Vitamin C has long been touted for its health-boosting benefits, but new research has found it goes one step further — it can help you live longer.

A new study published in the American Journal of Clinical Nutrition found that people who ate more fruits and vegetables have a 15 percent lower risk of developing heart disease and 20 percent lower risk of early death. While that finding wasn’t all that surprising, this one was: Those with the highest concentrations in their blood of vitamin C were the least likely to develop heart disease or die prematurely.

The study looked at previously collected health data of 100,000 people in Denmark, which included their food intake, as well as their DNA.

Study author Børge Nordestgaard, MD, a professor of clinical medicine at the University of Copenhagen, tells Yahoo Health that the connection may have something to do with vitamin C’s antioxidant effects, which protect our cells from damage that can cause many diseases (including heart disease).

The link may also be due to vitamin C’s ability to maintain connective tissues that support and connect the organs in our bodies, he says.

Registered dietitian nutritionist Beth Warren, author of Living a Real Life with Real Food, isn’t shocked that more vitamin C may help us live longer since the vitamin helps protect us from oxidative damage and regenerate other antioxidants in our bodies such as vitamin E.

Related: How Your Body Signals That You’re Vitamin Deficient 

Vitamin C does a host of things for our bodies, Warren tells Yahoo Health, including help with wound healing, collagen production, blood vessel maintenance, and even our moods.

Research published last year in the journal Science Transitional Medicine even found that vitamin C may enhance the effects of chemotherapy treatment for cancer, while reducing its negative side effects.

It’s key to get your vitamin C from fresh, raw ingredients, Warren says, since “the vitamin is lost through cooking and prolonged storage.”

You already know you can get vitamin C from citrus fruits and their juices, but there are a slew of additional fruits and vegetables that are vitamin C-rich.

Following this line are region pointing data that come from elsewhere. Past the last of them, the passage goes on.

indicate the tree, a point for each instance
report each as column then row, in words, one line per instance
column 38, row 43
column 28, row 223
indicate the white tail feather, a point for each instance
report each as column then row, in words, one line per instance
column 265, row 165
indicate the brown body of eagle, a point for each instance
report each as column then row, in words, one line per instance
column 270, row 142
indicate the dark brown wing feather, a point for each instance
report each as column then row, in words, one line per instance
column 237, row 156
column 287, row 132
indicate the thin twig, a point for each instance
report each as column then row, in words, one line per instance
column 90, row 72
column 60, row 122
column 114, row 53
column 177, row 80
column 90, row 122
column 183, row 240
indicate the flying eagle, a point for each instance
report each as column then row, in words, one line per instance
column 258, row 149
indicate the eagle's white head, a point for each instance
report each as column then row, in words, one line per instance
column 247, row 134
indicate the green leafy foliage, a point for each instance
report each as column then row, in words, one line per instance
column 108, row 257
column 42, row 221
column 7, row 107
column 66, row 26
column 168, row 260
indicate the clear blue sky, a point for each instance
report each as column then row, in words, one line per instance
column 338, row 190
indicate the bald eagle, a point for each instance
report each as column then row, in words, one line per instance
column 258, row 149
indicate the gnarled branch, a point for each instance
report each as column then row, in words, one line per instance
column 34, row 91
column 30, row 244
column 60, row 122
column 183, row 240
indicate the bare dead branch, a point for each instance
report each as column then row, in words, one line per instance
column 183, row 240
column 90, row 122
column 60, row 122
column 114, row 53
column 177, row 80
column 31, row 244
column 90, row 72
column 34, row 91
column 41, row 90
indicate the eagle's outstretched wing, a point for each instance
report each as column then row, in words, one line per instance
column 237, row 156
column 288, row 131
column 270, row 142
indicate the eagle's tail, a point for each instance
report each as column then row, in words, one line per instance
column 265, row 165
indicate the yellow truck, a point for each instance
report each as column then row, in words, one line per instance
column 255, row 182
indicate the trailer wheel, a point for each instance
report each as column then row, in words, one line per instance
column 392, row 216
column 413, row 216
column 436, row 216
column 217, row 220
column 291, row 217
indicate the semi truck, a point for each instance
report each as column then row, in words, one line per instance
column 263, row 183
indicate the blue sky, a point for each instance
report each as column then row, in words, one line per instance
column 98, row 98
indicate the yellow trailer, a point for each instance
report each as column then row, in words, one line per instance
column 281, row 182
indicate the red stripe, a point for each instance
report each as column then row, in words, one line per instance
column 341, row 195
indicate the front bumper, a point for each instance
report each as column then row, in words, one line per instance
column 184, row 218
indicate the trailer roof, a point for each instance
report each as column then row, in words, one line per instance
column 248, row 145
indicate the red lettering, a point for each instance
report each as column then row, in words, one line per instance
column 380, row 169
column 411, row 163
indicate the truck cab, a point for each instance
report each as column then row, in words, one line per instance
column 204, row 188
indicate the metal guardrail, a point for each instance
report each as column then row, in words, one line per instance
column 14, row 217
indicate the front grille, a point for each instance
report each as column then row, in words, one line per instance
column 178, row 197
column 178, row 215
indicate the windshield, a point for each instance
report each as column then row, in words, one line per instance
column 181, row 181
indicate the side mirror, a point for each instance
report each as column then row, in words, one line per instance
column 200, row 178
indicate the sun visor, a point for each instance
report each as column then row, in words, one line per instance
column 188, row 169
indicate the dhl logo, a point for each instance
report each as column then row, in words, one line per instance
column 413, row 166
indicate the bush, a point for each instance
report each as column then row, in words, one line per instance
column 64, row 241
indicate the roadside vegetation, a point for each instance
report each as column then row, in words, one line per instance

Red and green peppers, kiwi, broccoli, strawberries, cantaloupe, baked potatoes, and tomatoes are also good sources of the vitamin, says Warren.

But nutrition expert Karen Ansel, RDN, CDN, says we shouldn’t all rush to gorge ourselves on vitamin C just yet, since the study doesn’t prove that vitamin C is responsible for the benefits — just that there is a link. “It could be that high vitamin C levels from increased fruit and vegetable consumption could be a marker for many other health promoting compounds that are also found in produce,” she tells Yahoo Health.

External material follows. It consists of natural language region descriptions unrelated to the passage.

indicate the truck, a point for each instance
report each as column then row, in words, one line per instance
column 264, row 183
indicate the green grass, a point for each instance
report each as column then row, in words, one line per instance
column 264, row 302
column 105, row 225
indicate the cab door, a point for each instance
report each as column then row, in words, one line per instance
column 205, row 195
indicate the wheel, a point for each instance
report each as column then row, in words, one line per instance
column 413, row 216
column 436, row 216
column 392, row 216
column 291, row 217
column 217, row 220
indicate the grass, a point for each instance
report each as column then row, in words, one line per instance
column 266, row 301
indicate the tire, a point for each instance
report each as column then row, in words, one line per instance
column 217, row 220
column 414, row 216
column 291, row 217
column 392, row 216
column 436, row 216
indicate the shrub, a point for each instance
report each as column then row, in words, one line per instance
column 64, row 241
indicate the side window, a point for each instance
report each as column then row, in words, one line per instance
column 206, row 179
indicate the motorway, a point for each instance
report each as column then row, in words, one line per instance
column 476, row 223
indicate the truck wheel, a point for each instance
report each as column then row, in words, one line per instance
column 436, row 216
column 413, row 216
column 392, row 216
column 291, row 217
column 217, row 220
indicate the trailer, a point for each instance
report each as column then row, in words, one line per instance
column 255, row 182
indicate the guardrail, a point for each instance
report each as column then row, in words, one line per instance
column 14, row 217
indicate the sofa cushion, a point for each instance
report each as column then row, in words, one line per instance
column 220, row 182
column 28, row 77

However, Ansel says, vitamin C has a host of proven beneficial properties, so it’s not a bad idea to incorporate it into your diet anyway.

How much vitamin C should you strive to eat? Nordestgaard recommends having at least two portions of foods rich in the vitamin a day.

Of course, you can also get the vitamin from a supplement, but Nordestgaard says it’s best to get it from whole foods…for now, at least. “Although our results are compatible with the possibility that a favorable effect of high intake of fruit and vegetables could in part be driven by high vitamin C concentrations, we cannot say for sure that vitamin C is the explanation,” he says.

So, keep eating your broccoli and oranges. They could help you live longer.